Waist-Deep
in snow and my thoughts
This winter coastal Massachusetts welcomed back an old friend: snow. And so did I: rumination. Together, they mirrored each other perfectly.
The first few snowfalls were gentle, comforting, covering fresh pain and dying landscapes.
The accompanying thoughts, a dusting, light enough they too, could be swept away with a push broom.


As midwinter arrived, so did a new neighbor. His deep, reverberating hoots landing in the liminal space between comfort and foreboding. Then the storm arrived.
Where’s the shovel?
Who will I call if I need help?
Why am I alone again?
What if this is all my fault?
Maybe I’m cursed.
My thoughts turned as bitter cold as the air.
I can’t keep doing everything alone.
I don’t want to keep doing everything alone even if I can.
I’m not doing everything alone, technically.
But why does it feel that way?
As the snow fell, I frantically shoveled, fearful of ending up trapped.
A lesson I’ve learned over and over again repeated itself:
You can’t fight Mother Nature.
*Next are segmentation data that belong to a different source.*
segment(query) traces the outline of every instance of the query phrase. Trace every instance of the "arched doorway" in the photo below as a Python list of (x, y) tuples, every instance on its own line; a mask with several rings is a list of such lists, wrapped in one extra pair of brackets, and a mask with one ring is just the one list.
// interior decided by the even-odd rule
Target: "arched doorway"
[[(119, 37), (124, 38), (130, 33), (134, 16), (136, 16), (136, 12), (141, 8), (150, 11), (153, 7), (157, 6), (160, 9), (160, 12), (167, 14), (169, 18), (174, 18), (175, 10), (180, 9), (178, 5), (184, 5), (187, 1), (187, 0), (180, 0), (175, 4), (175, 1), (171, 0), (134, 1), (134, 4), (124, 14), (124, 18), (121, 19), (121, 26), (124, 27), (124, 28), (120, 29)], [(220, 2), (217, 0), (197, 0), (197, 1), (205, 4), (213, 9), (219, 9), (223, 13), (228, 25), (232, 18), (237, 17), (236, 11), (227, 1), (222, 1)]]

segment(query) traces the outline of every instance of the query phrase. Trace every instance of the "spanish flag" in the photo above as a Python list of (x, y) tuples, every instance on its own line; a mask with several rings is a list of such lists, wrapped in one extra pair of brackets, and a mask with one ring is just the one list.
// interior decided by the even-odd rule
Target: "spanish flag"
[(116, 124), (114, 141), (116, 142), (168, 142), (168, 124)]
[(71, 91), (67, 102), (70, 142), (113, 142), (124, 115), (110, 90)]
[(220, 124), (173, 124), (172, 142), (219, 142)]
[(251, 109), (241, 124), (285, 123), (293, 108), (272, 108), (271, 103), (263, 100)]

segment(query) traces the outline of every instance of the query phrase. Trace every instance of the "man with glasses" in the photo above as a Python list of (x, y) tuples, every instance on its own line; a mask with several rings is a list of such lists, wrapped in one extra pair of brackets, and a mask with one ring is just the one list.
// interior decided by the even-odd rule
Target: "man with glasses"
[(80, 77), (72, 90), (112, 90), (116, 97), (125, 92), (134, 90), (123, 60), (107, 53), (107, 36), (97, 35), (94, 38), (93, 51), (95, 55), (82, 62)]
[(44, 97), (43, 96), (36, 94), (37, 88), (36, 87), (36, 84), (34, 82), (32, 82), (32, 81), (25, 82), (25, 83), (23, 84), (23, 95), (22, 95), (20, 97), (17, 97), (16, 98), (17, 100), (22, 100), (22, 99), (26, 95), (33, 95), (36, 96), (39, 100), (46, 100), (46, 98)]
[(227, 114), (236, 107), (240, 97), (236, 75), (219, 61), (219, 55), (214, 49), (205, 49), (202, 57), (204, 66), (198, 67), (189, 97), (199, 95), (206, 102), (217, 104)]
And the more I fight thoughts, the louder they become.
Eventually the snow stopped, but my mind didn’t.


The waist deep-banks felt as constricting as my internal state, each causing its own physical discomfort. The ground was invisible, firm footing elusive.
The only sign of movement was snow turning contaminated, as I felt.
Eventually, drops appeared, only to freeze again in my dreams.
The days began to stretch longer, bringing reminders of what lay beneath the snow. Memories that grew with late spring and blossomed in summer.
Freeze, thaw.
Freeze, thaw.
With each cycle, a sliver of space was created, enough to quiet the thoughts.
The pent up energy in my body shifted.
Drops fell from my eyes, accompanied by the slow, methodical dripping from rooflines.


And now, as snow banks recede, the incremental progress and growth my mind was too cluttered to notice comes into view, like debris frozen alongside the roadside.
The bird song grows louder each day.
The shift of seasons is energetically undeniable, and with it comes the hope that maybe next year there will be someone else to pick up a shovel, or better yet, get snowed in with.